This post will describe UUID v1, v4, and v5, with examples. We will go through their implementation and differences, and when you should use them.
Having a unique identifier is an important requirement in many applications today.
The “Universally unique identifier”, or UUID, was designed to provide a consistent format for any unique ID we use for our data. UUIDs address the problem of generating a unique ID - either randomly, or using some data as a seed.
However, ensuring uniqueness is a challenge in itself. How do you ensure that there is just one copy of the identifier you made, and no more? And even then, how do you make sure that there is no correlation between any two identifiers?
The answer is, you can’t do both. This is a tradeoff between uniqueness and randomness, and something that the different UUID versions solve in different ways.
UUIDs are just 128 bit pieces of data, that is displayed as (128/4) = 32 hexadecimal digits, like this :
At first glance UUID v1 and v4 look the same, but try regenerating them and the difference will be more apparent.
UUID v1 : 4e4bcff0-d1e5-11ec-bc39-9d44e5ef4fbf
UUID v4 : 4ac2bcd4-ef8a-4c9c-9bd7-707d12e90949
We’ll talk about v5 later
UUID v1 is generated by using a combination the host computers MAC address and the current date and time. In addition to this, it also introduces another random component just to be sure of its uniqueness.

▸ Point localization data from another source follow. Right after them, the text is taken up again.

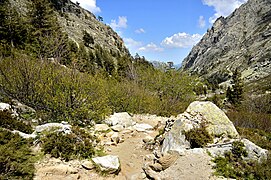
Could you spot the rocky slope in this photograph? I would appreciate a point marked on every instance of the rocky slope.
(241, 40)
(74, 20)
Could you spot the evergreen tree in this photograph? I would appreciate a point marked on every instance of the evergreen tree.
(47, 38)
(13, 31)
(235, 94)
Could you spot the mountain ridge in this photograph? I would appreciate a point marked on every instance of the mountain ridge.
(242, 40)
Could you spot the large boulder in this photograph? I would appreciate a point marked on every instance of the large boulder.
(142, 127)
(198, 114)
(254, 152)
(101, 127)
(109, 163)
(216, 120)
(175, 139)
(122, 118)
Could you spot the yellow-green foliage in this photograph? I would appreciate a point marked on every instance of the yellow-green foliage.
(16, 159)
(8, 122)
(234, 166)
(61, 92)
(78, 144)
(64, 93)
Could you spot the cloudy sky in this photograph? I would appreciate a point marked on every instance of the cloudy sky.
(163, 30)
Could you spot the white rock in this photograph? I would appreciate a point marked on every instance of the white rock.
(22, 108)
(117, 128)
(101, 127)
(254, 151)
(88, 165)
(60, 127)
(142, 127)
(24, 135)
(122, 118)
(115, 137)
(215, 119)
(148, 139)
(109, 163)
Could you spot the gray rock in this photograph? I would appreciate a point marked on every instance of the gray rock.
(24, 135)
(254, 151)
(117, 128)
(240, 40)
(217, 122)
(198, 113)
(148, 139)
(175, 139)
(109, 163)
(22, 108)
(123, 119)
(101, 127)
(142, 127)
(88, 165)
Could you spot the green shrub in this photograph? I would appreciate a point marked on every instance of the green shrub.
(232, 165)
(198, 137)
(8, 122)
(259, 137)
(69, 146)
(16, 159)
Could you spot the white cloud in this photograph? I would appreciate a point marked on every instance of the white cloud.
(89, 5)
(223, 7)
(151, 48)
(140, 31)
(181, 40)
(131, 43)
(201, 22)
(121, 23)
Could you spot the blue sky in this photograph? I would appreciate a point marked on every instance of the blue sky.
(161, 30)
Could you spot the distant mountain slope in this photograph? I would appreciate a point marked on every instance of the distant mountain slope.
(241, 40)
(74, 20)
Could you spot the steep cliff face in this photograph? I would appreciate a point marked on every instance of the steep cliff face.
(74, 20)
(241, 40)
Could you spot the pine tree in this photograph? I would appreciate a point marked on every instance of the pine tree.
(235, 94)
(48, 40)
(13, 32)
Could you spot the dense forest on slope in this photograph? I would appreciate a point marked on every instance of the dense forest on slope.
(76, 80)
(64, 80)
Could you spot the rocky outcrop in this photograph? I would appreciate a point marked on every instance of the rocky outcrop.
(123, 119)
(109, 163)
(74, 20)
(241, 40)
(198, 114)
(61, 127)
(217, 123)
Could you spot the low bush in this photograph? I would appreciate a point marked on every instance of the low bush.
(78, 144)
(9, 122)
(248, 119)
(16, 159)
(198, 137)
(232, 165)
(259, 137)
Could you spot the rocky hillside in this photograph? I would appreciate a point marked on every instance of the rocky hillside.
(74, 20)
(241, 40)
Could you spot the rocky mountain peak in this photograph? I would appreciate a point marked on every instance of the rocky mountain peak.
(242, 40)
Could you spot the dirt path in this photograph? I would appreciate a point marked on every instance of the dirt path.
(191, 166)
(131, 154)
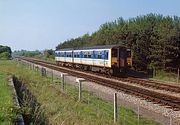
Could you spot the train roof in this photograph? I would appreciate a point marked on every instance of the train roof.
(93, 47)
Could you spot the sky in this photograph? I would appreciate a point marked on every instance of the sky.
(43, 24)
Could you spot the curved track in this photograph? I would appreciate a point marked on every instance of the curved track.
(156, 97)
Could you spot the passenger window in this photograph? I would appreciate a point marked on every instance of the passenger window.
(85, 54)
(100, 55)
(78, 55)
(89, 54)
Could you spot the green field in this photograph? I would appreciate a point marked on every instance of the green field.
(6, 103)
(63, 108)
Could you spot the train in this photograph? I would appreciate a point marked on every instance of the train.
(107, 59)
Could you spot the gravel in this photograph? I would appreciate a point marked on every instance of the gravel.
(157, 112)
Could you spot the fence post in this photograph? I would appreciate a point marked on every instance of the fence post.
(115, 107)
(52, 76)
(178, 76)
(138, 114)
(80, 80)
(62, 80)
(170, 120)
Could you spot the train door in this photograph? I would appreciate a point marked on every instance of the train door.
(122, 57)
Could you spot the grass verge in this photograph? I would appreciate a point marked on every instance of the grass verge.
(63, 108)
(6, 101)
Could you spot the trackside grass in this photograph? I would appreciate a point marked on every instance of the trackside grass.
(6, 101)
(162, 75)
(64, 108)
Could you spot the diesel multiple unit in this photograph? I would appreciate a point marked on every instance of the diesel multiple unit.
(109, 59)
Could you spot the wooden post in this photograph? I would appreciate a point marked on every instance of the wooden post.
(138, 114)
(115, 107)
(80, 80)
(80, 87)
(178, 76)
(170, 120)
(52, 76)
(62, 80)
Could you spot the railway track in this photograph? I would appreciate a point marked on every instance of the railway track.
(156, 97)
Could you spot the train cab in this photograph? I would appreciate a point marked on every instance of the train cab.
(121, 59)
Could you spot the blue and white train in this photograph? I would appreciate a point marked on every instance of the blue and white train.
(109, 59)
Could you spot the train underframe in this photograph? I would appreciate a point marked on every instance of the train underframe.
(114, 71)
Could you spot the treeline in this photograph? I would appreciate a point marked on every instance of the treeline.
(48, 53)
(5, 52)
(153, 39)
(26, 53)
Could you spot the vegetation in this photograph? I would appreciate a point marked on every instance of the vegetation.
(6, 100)
(153, 39)
(5, 52)
(63, 108)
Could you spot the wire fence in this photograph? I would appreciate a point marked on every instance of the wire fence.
(100, 107)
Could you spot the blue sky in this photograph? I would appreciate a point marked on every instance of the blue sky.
(41, 24)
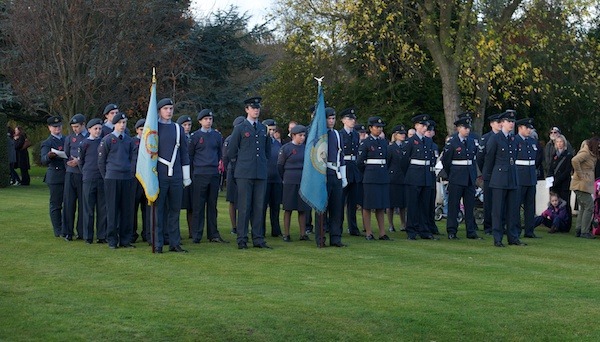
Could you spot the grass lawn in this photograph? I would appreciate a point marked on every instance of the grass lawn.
(421, 290)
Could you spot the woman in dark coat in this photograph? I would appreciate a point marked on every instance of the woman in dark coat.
(21, 147)
(560, 168)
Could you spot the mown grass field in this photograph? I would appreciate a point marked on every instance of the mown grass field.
(53, 290)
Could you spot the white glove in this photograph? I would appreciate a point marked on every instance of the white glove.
(186, 176)
(343, 174)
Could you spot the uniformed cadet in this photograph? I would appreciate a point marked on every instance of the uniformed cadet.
(418, 179)
(336, 181)
(173, 175)
(205, 155)
(140, 202)
(501, 150)
(430, 223)
(458, 160)
(274, 193)
(55, 174)
(350, 141)
(372, 161)
(229, 165)
(527, 154)
(186, 202)
(397, 191)
(496, 126)
(73, 198)
(94, 201)
(290, 162)
(115, 155)
(250, 146)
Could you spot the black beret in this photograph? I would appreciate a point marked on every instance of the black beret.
(269, 122)
(109, 107)
(399, 129)
(238, 120)
(421, 118)
(77, 118)
(298, 129)
(205, 112)
(348, 113)
(329, 112)
(140, 123)
(164, 102)
(120, 116)
(375, 121)
(464, 121)
(253, 102)
(94, 122)
(527, 122)
(183, 119)
(54, 121)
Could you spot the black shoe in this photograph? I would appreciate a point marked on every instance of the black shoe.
(517, 243)
(177, 249)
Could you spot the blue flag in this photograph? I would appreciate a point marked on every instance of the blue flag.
(145, 170)
(313, 187)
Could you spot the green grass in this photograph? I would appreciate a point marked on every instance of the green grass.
(398, 290)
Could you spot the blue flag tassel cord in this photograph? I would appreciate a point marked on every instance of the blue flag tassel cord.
(148, 156)
(313, 186)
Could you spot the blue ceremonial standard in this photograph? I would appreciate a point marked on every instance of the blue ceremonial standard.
(313, 186)
(145, 170)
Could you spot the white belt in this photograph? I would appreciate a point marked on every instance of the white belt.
(525, 162)
(332, 166)
(420, 162)
(375, 161)
(462, 162)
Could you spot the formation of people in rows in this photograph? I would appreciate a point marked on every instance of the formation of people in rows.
(94, 194)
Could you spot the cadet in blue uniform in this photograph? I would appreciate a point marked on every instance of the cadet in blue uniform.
(430, 223)
(205, 155)
(501, 150)
(173, 174)
(73, 198)
(397, 191)
(418, 179)
(290, 162)
(336, 181)
(274, 186)
(229, 165)
(527, 154)
(115, 155)
(250, 146)
(55, 174)
(350, 142)
(496, 126)
(139, 201)
(372, 161)
(186, 202)
(94, 203)
(458, 160)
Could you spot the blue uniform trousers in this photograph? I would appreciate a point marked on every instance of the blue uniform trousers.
(250, 202)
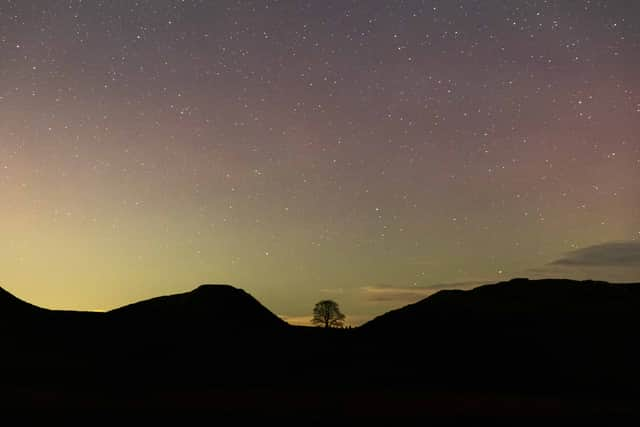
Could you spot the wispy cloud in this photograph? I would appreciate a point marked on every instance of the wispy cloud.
(610, 254)
(408, 294)
(611, 261)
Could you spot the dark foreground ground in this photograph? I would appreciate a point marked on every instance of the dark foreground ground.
(517, 351)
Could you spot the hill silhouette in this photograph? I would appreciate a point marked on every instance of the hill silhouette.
(551, 338)
(213, 306)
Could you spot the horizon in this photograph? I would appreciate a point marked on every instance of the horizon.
(305, 320)
(370, 153)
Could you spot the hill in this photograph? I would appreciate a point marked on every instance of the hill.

This means you are guaranteed to get a completely unique ID, unless you generate it from the same computer, and at the exact same time. In that case, the chance of collision changes from impossible to very very small because of the random bits.
This guaranteed uniqueness comes at the cost of anonymity. Because UUID v1 takes the time and your MAC address into consideration, this also means that someone could potentially identify the time and place(i.e. computer) of creation. Try regenerating the UUIDs above, and you will see that some part of the UUID v1 is constant.

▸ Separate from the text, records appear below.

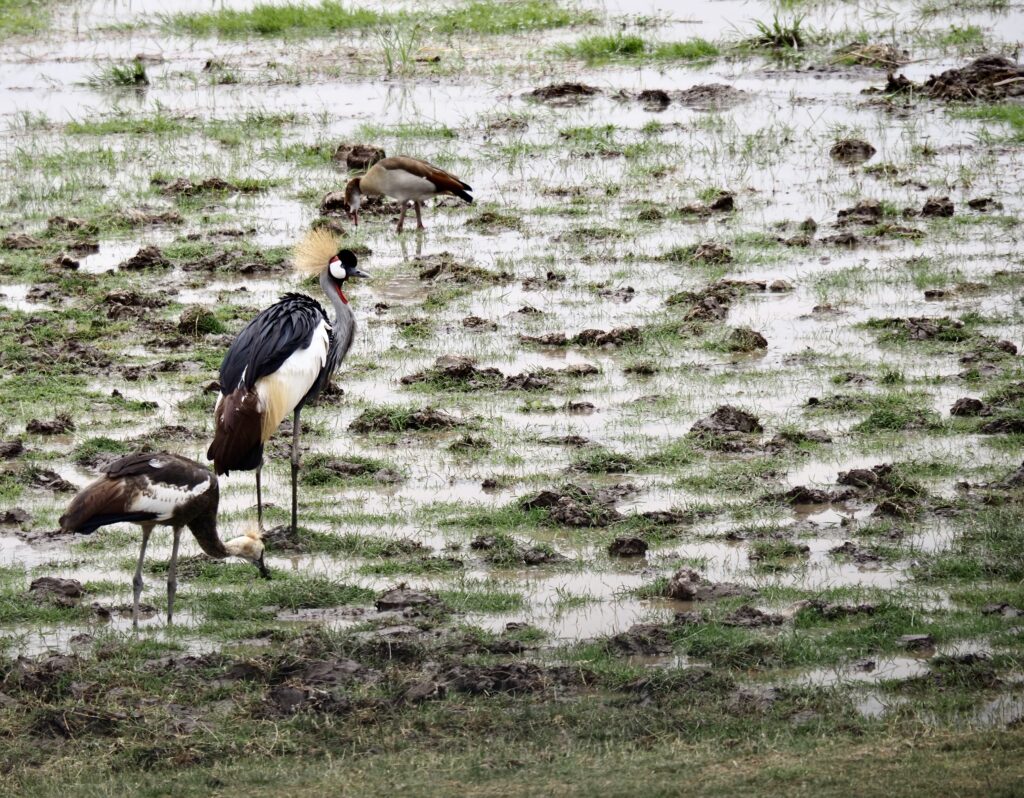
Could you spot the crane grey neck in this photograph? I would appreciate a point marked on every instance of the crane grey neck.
(344, 325)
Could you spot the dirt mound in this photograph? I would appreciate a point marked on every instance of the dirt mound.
(617, 336)
(989, 78)
(398, 421)
(55, 426)
(686, 585)
(628, 546)
(938, 207)
(53, 590)
(751, 617)
(725, 420)
(20, 241)
(864, 212)
(563, 93)
(512, 678)
(574, 505)
(146, 257)
(402, 597)
(443, 267)
(358, 156)
(743, 339)
(709, 96)
(457, 371)
(183, 186)
(852, 151)
(643, 640)
(967, 406)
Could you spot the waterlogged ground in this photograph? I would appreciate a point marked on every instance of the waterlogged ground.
(684, 461)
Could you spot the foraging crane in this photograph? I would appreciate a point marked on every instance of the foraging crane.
(281, 362)
(406, 179)
(160, 489)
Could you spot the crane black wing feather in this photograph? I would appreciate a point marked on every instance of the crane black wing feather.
(268, 340)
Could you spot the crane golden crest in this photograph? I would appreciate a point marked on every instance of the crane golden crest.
(314, 251)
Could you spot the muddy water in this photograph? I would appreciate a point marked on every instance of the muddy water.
(770, 149)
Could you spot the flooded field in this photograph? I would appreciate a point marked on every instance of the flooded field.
(685, 460)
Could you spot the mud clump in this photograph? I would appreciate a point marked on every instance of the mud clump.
(725, 420)
(967, 406)
(384, 421)
(750, 617)
(708, 252)
(357, 156)
(56, 426)
(182, 186)
(628, 546)
(877, 55)
(130, 304)
(617, 336)
(742, 339)
(574, 505)
(642, 640)
(864, 212)
(146, 257)
(654, 99)
(20, 241)
(402, 597)
(53, 590)
(443, 267)
(710, 96)
(852, 151)
(509, 678)
(567, 93)
(938, 207)
(456, 371)
(686, 585)
(989, 78)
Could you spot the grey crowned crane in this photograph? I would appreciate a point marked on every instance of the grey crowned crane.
(281, 362)
(159, 489)
(406, 179)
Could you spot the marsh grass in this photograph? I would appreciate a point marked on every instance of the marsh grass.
(329, 16)
(131, 75)
(18, 17)
(620, 46)
(1003, 113)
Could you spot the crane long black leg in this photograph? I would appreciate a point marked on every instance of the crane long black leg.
(172, 576)
(136, 583)
(259, 496)
(295, 473)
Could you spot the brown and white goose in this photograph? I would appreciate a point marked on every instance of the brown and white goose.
(159, 488)
(404, 179)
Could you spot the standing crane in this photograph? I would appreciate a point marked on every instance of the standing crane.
(281, 362)
(406, 179)
(160, 489)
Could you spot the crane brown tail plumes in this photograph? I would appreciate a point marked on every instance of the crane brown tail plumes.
(101, 503)
(238, 445)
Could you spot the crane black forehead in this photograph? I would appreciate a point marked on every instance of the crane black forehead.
(347, 258)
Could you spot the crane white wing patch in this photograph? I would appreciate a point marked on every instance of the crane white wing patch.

The generation of a v4 UUID is much simpler to comprehend. The bits that comprise a UUID v4 are generated randomly and with no inherent logic. Because of this, there is no way to identify information about the source by looking at the UUID.
However, there is now a chance that a UUID could be duplicated. The question is, do you need to worry about it?
The short answer is no. With the sheer number of possible combinations (2^128), it would be almost impossible to generate a duplicate unless you are generating trillions of IDs every second, for many years.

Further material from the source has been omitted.